Hard poker truth: You cannot bluff the unbluffable.

These opponents are known as calling stations because they call just about every bet and raise. It is almost impossible to run these types of players off a hand.

But that doesn't stop even the best players from trying.

With the blinds at $200-$400 at last year's Five Diamond World Poker Classic at the Bellagio in Las Vegas, a player with a reputation as a calling station drew pocket 6s and raised to $1,200. Gabe Thaler, a talented young cash-game pro who won more than $200,000 in tournaments in 2005 and made a World Series of Poker final table in 2004, called with 9-7 suited.

“I called it because we both had a bunch of chips – $40,000, $50,000,” Thaler says.

The flop came 3-10-8, rainbow, giving Thaler an up-and-down straight draw and a backdoor flush draw. His opponent bet out $2,000. Thaler called on the value of his draw.

The turn came the 10 of spades, pairing the board and making a full house possible.
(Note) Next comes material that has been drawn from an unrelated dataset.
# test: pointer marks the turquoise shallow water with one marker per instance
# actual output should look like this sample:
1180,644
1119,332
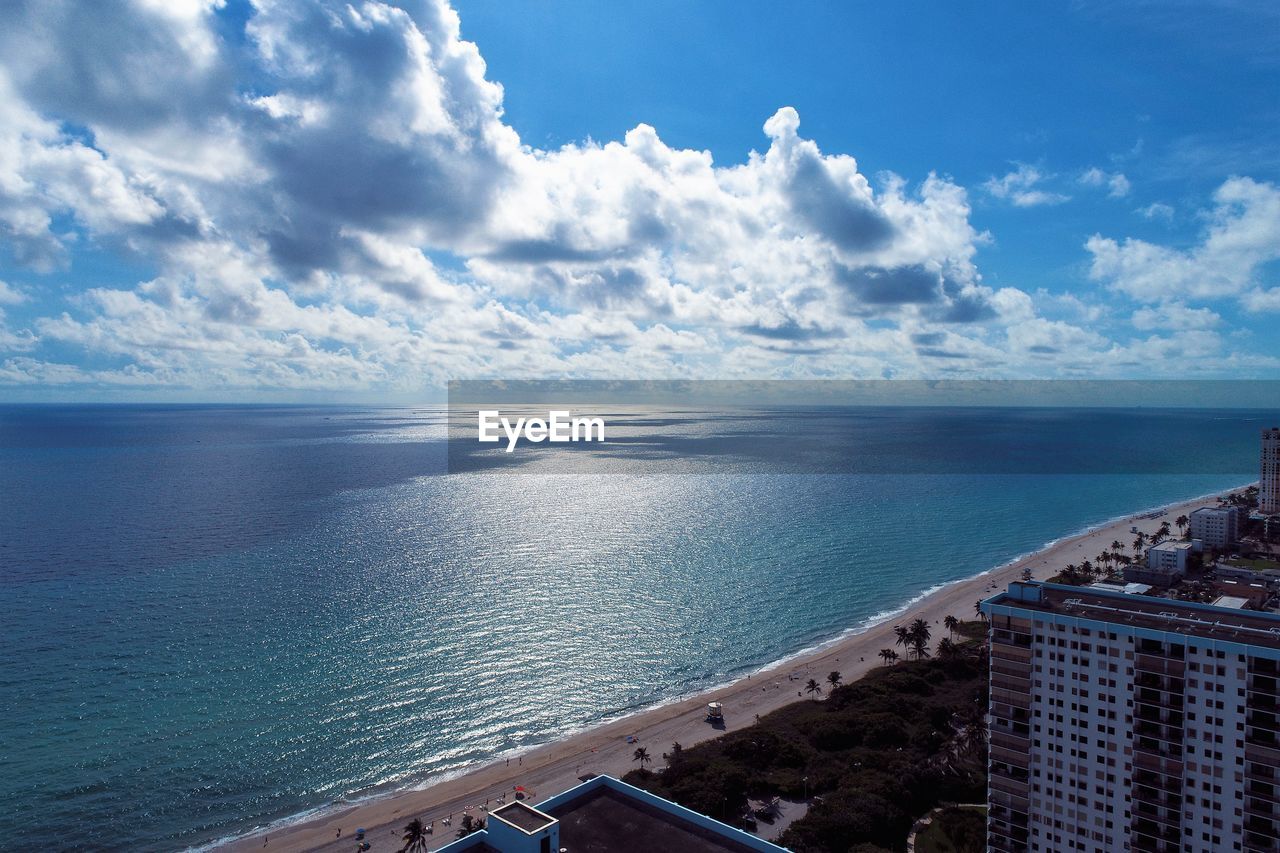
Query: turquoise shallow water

“He checked,” Thaler says. “So now I'm going to take one shot at it because if he's unpaired, he's going to give up now. If he has A-K or K-Q or two of the big cards, he's going to give up now. I bet $5,500 and he called it. I'm thinking he has second pair, a small pocket pair. I know he's a bad player and I know he wants to call, but he's not going to call me unpaired. That wasn't his M.O.”
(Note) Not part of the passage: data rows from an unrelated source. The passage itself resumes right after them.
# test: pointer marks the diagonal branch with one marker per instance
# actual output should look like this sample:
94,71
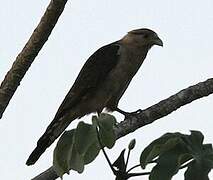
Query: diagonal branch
29,52
149,115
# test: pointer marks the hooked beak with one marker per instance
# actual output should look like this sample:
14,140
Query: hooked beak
158,41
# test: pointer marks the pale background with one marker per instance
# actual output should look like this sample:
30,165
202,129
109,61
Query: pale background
187,58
The river came the 10 of diamonds, which is the worst card for Thaler's bluff because it makes a full house for any pocket pair. His opponent checked, and Thaler fired at the pot again, this time making a bet of $12,000.
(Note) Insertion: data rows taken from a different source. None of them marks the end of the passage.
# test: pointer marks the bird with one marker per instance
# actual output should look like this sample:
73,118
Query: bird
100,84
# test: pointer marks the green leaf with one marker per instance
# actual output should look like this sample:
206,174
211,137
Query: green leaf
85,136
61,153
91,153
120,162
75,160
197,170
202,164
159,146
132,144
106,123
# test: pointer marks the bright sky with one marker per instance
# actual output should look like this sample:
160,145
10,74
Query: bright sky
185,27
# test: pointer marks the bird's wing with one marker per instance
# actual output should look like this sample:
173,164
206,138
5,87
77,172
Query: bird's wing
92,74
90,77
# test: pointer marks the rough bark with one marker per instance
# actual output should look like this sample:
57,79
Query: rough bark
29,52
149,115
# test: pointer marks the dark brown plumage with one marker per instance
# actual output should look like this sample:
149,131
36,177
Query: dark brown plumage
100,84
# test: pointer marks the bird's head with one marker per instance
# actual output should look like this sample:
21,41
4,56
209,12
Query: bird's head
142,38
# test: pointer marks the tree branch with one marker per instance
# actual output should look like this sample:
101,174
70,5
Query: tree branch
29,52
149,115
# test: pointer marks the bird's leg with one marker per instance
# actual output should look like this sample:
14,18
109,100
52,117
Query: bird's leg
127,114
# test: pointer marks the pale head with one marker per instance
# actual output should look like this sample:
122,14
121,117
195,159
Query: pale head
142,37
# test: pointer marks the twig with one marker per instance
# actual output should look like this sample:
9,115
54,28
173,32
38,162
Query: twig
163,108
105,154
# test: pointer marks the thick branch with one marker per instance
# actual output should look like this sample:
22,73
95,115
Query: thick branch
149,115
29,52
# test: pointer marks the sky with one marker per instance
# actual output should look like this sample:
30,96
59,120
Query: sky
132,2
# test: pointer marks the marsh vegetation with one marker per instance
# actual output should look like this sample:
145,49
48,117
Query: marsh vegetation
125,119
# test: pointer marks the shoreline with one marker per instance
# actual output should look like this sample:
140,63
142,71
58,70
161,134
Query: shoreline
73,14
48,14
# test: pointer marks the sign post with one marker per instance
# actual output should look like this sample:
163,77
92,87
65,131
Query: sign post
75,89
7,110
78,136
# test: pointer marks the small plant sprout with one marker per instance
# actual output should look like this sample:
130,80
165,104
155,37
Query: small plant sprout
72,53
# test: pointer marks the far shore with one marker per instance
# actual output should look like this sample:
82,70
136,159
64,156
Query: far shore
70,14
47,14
“It's not really a bad play,” Thaler says. “Most people won't make that bluff, so any reasonable player is probably not going to call the $12,000 on the river, because I can have any pocket pair now. I can be betting with any hand now because it doesn't look like he has a 10 because he checked with three 10s on the board, so I can be betting second pair and he can't beat it. If I had 9s, I'd bet two 9s on the turn also.”

But he tried to bluff the wrong player.

“The river is the worst card for me to try to get him to throw his hand away because it improved his hand,” Thaler says. “It was a really bad bluff. I broke the first rule of poker for about the millionth time in my life: Don't bluff the live one. Don't bluff the live one because they want to call. I should've just given up, but I don't have a lot of give-up in me.

“I can't win if I check. I have zero chance of winning, and I don't like having zero chance of winning. I could've picked a better number. I could've bet $6,000. It's probably the same as $12,000 if he's going to call.”